Cooper and Vanderbilt's relationship is
the subject of an upcoming book, The
Rainbow Comes and Goes: A Mother and Son Talk About Life, Love and
Loss, and an HBO documentary, Nothing
Left Unsaid, which premieres on the premium cable network on
Saturday, April 9.
Cooper
told PEOPLE that he came out to himself at 11, but waited 10
years before telling his mother.
“I came out to my friends in high
school, but it wasn't until I was 21, I think, that I came out to my
mom,” he said. “And it was interesting, because we had never
discussed it after I'd come out. She accepted it and met boyfriends
I had and life continued, but we never talked about the actual moment
that I had come out to her because we both had different perceptions
and understandings of what I had said.”
Cooper, 48, said that he “immediately
regretted” how he came out to his mother, saying that including the
phrase “I think I am” led to a sense that his mother perceived
his identification as a gay man as an uncertainty.

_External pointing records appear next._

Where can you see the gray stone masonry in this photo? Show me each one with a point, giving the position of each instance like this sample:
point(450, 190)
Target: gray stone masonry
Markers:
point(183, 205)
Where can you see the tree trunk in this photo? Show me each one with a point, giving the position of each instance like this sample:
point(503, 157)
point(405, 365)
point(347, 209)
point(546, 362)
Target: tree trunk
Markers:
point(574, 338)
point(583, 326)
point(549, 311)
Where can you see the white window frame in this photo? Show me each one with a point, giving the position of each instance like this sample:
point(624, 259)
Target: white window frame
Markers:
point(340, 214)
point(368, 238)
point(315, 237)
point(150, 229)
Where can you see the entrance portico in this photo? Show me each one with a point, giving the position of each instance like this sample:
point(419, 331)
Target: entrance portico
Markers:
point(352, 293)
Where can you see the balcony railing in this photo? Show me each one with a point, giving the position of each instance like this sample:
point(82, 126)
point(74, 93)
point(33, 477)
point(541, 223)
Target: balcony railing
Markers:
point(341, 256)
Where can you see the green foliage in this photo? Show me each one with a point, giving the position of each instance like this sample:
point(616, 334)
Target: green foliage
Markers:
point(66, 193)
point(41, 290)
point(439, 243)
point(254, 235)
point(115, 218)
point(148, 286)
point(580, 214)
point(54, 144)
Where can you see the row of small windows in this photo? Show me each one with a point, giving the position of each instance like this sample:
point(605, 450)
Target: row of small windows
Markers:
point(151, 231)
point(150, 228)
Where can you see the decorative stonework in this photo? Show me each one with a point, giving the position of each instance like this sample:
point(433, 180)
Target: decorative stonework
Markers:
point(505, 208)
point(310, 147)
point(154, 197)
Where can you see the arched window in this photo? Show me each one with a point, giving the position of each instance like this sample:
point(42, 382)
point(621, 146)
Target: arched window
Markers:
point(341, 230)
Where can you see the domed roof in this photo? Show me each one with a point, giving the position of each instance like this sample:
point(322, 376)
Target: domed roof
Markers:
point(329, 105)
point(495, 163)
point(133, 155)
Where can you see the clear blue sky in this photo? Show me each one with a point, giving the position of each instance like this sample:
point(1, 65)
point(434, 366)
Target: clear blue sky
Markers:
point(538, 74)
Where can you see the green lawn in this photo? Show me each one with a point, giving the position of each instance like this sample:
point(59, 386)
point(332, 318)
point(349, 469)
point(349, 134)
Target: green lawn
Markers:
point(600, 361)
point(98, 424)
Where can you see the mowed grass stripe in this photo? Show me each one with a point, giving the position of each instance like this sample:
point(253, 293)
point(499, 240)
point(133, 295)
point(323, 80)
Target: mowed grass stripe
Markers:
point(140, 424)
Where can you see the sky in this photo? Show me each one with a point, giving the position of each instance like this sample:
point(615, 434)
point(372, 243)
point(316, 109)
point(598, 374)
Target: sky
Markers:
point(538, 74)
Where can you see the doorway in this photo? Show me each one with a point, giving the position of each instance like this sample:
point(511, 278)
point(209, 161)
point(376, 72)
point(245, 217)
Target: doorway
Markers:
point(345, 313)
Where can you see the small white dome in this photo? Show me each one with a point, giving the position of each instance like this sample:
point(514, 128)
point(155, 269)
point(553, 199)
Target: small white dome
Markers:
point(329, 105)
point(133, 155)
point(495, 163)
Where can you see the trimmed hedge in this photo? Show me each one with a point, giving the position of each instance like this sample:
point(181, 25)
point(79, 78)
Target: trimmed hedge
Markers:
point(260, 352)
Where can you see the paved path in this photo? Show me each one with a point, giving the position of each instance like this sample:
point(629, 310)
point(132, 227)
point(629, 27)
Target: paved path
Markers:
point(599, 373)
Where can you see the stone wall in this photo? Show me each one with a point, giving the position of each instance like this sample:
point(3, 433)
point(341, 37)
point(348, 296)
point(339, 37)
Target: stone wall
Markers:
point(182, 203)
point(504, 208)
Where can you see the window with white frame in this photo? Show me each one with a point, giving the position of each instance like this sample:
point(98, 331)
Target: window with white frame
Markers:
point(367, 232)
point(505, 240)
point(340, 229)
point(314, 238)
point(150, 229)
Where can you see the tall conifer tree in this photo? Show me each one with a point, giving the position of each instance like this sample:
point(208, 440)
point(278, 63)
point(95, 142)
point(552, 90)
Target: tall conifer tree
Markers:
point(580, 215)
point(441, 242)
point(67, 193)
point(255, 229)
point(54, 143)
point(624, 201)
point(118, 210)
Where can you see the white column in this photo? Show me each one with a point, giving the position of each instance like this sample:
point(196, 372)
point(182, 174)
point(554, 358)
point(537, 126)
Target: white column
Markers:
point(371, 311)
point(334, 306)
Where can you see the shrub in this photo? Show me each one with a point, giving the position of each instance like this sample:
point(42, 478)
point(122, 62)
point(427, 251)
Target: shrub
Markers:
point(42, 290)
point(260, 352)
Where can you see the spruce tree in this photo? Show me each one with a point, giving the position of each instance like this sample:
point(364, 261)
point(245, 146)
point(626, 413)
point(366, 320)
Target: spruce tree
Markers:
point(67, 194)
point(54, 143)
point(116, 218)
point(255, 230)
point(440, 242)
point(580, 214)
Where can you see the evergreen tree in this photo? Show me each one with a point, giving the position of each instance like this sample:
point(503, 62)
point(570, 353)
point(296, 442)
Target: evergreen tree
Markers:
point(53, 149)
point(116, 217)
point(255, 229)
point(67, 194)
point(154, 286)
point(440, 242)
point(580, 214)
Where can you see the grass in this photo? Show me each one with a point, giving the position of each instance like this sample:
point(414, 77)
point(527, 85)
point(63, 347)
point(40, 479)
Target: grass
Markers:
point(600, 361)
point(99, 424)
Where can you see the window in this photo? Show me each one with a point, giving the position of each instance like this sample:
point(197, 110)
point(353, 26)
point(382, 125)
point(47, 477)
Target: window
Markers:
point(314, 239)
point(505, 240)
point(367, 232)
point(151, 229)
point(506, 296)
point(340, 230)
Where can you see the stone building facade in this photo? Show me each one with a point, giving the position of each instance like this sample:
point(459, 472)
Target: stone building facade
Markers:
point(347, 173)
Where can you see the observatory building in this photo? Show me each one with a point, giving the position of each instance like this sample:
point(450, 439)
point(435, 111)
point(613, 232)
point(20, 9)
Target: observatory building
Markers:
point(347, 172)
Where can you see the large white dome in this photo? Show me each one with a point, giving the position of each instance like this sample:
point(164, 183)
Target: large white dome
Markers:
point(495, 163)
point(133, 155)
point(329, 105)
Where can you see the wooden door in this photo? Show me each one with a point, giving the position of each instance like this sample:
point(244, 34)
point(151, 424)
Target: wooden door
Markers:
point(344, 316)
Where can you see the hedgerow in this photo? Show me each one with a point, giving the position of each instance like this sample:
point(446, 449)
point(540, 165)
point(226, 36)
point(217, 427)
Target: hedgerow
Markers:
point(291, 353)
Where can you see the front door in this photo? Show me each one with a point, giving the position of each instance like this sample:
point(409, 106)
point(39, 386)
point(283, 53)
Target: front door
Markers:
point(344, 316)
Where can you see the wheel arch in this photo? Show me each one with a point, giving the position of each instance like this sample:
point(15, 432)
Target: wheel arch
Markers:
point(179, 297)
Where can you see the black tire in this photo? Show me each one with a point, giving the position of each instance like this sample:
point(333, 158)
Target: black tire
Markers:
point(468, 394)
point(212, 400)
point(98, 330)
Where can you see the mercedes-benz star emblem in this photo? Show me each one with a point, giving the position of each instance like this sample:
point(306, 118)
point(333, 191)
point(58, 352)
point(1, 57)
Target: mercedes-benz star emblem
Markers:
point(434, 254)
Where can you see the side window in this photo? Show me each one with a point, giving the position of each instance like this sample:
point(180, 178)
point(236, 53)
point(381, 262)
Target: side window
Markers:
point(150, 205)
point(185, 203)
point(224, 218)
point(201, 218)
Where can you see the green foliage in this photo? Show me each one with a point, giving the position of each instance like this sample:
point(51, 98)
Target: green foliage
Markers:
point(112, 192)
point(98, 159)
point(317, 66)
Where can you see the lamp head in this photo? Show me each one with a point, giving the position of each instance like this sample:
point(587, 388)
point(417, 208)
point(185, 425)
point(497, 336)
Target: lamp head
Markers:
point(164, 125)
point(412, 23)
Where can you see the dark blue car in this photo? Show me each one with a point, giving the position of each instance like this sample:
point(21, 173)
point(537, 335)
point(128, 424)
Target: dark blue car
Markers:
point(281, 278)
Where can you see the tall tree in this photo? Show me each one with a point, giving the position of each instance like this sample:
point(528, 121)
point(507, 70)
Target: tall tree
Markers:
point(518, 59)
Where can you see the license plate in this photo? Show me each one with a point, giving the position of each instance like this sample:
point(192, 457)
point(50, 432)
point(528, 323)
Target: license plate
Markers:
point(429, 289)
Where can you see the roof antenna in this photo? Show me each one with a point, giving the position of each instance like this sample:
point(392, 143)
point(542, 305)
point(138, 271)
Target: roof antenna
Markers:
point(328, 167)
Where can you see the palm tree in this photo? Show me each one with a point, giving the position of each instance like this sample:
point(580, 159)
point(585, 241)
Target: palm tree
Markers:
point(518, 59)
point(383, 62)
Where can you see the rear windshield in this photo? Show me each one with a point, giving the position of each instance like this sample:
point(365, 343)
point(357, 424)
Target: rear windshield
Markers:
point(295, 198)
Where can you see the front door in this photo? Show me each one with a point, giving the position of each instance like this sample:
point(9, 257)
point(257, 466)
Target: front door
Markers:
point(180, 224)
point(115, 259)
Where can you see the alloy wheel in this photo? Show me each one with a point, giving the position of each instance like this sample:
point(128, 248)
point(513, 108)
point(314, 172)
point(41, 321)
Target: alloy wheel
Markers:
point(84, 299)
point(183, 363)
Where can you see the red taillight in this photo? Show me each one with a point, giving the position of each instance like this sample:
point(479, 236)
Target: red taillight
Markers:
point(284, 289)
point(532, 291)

Vanderbilt, 92, shocked her son during
the taping by revealing that she had a brief relationship with a girl
at 13.
“What?? Hello? This is news to me,”
Cooper said.
“We had this sort of lesbian
relationship and it felt so great,” she
said.
Vanderbilt's mother, Gloria Morgan
Vanderbilt, lost custody of her daughter amid accusations that she
was a lesbian. The custody battle made national headlines in 1934.
Vanderbilt told PEOPLE that her mother dated men and women.
“I thought, 'Have I inherited this?'
I worried about it for many many years until I knew I was interested
in boys and then I resolved it,” she said.